Fortschritt entsteht durch das Einsammeln von Beute nach erfolgreichen Aufträgen, mit der neue Waffen, Power-ups und Ausrüstung gekauft werden können. Talismane ergänzen das System mit passiven Effekten, die zunächst negativ sind, sich aber durch wiederholte Nutzung und Gegnerbesiege verbessern. Diese Systeme fördern das Ausprobieren, um starke Kombinationen für die jeweiligen Helden zu entwickeln. Die Kernschleife dreht sich um das Ausschalten von Gegnerhorden und das Besiegen von Bossen durch präzises Timing und Positionierung statt komplexem Ressourcenmanagement.
Spielmodi
Das Hauptspiel besteht aus Aufträgen auf einer Kampagnenkarte, die fünf Planeten umfasst und über dreißig Missionen bietet. Jeder Auftrag dauert etwa zehn bis zwanzig Minuten und beinhaltet Ziele wie das Eliminieren von Zielen, das Überleben von Gegnerwellen oder das Abschließen von Eskortaufgaben auf prozedural generierten Karten. Spieler können diese entweder allein oder mit bis zu drei weiteren Personen im Online-Koop angehen.

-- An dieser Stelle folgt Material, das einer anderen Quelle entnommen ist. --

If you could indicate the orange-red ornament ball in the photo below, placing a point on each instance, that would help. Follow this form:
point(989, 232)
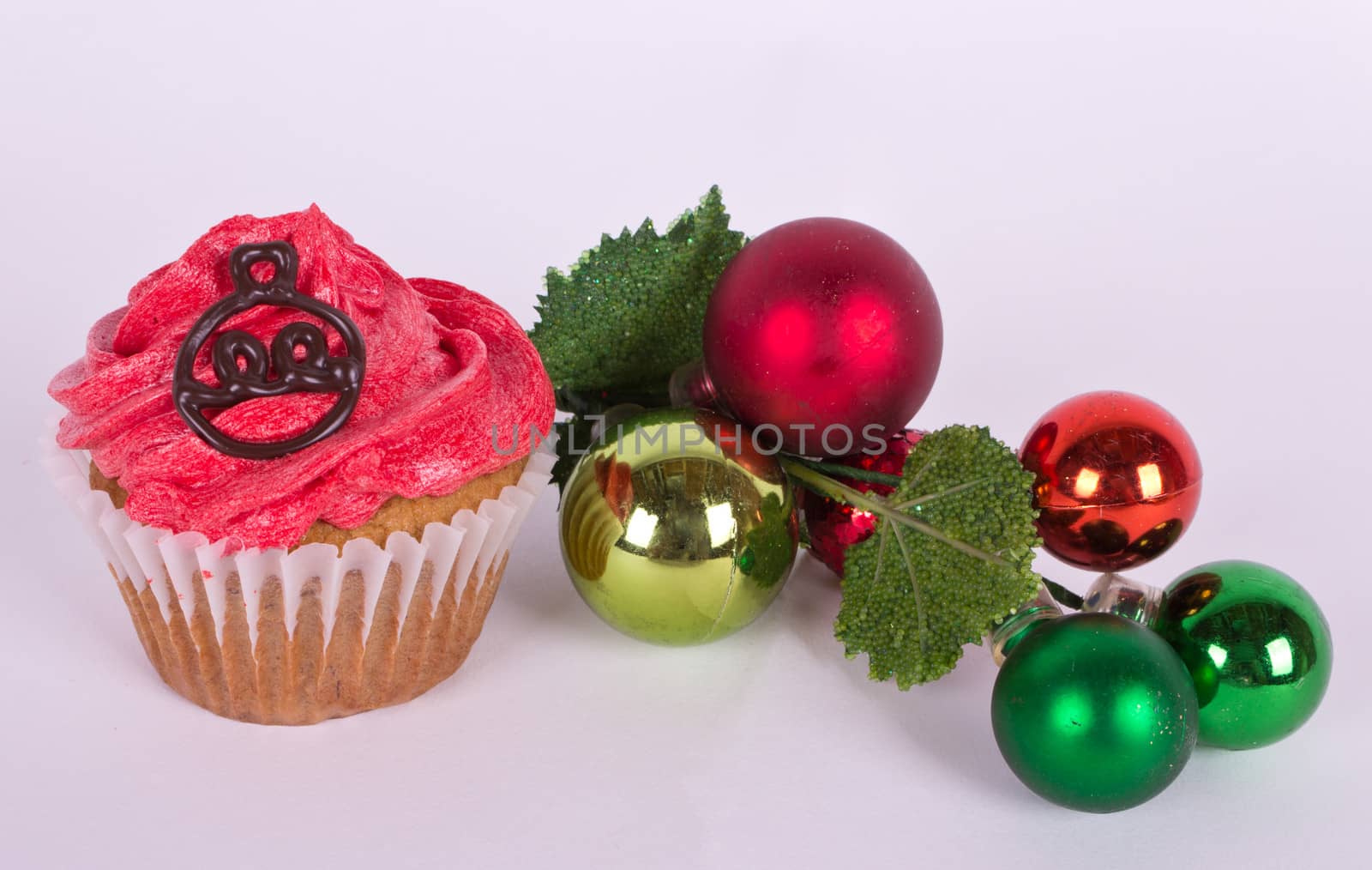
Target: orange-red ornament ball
point(1117, 479)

Drop-in-Unterstützung ermöglicht es Freunden oder zufälligen Spielern, einem laufenden Auftrag in Echtzeit beizutreten. Teams können entweder zusammenarbeiten, um Ziele zu erreichen, oder innerhalb derselben Mission um höhere persönliche Punktzahlen konkurrieren. Darüber hinaus gibt es keine weiteren eigenständigen Modi.
Gegner und Bosse
Gegner erscheinen in großen Gruppen, die Positionierung und Crowd-Control auf die Probe stellen. Unheimliche Designs und aggressives Verhalten sorgen während der gesamten Aufträge für hohen Druck. Mehr als fünfzehn Bosse bringen unterschiedliche Mechaniken mit sich, die spezifische Strategien erfordern und den Fokus von einfachem Hordenräumen auf Mustererkennung und gezielte Angriffe verlagern.
Die Begegnungen skalieren mit der gewählten Schwierigkeit und der Spieleranzahl, belohnen koordiniertes Spiel in Gruppen und bleiben solo durch sorgfältige Bewegung und Fähigkeits-Timing bewältigbar.
Lohnt es sich?
Killsquad richtet sich an Spieler, die kurze Koop-Sessions mit Fokus auf Action und Build-Experimente schätzen. Die Kämpfe fühlen sich befriedigend an, und die Fortschrittssysteme bieten klare Ziele für wiederholte Durchläufe. Aktuelles Spielerfeedback hebt den Spaß in Gruppen hervor, trotz der repetitiven Natur der Aufträge.
Das Spiel hat auch Jahre nach der Vollveröffentlichung eine überschaubare, aber treue Spielerschaft und bietet Crossplay zwischen PC- und Konsolenversionen. Wer auf konstante Multiplayer-Matches hofft, könnte längere Wartezeiten erleben, da die gleichzeitige Spielerzahl geringer ist. Es bietet Wert für Fans von Twin-Stick-Shootern und leichten ARPG-Elementen, die fokussiertes, adrenalingetriebenes Gameplay ohne umfangreiche Handlung oder lange Kampagnen bevorzugen. Solo-Spieler können Aufträge effektiv abschließen, doch das Erlebnis entfaltet sich am besten im Team.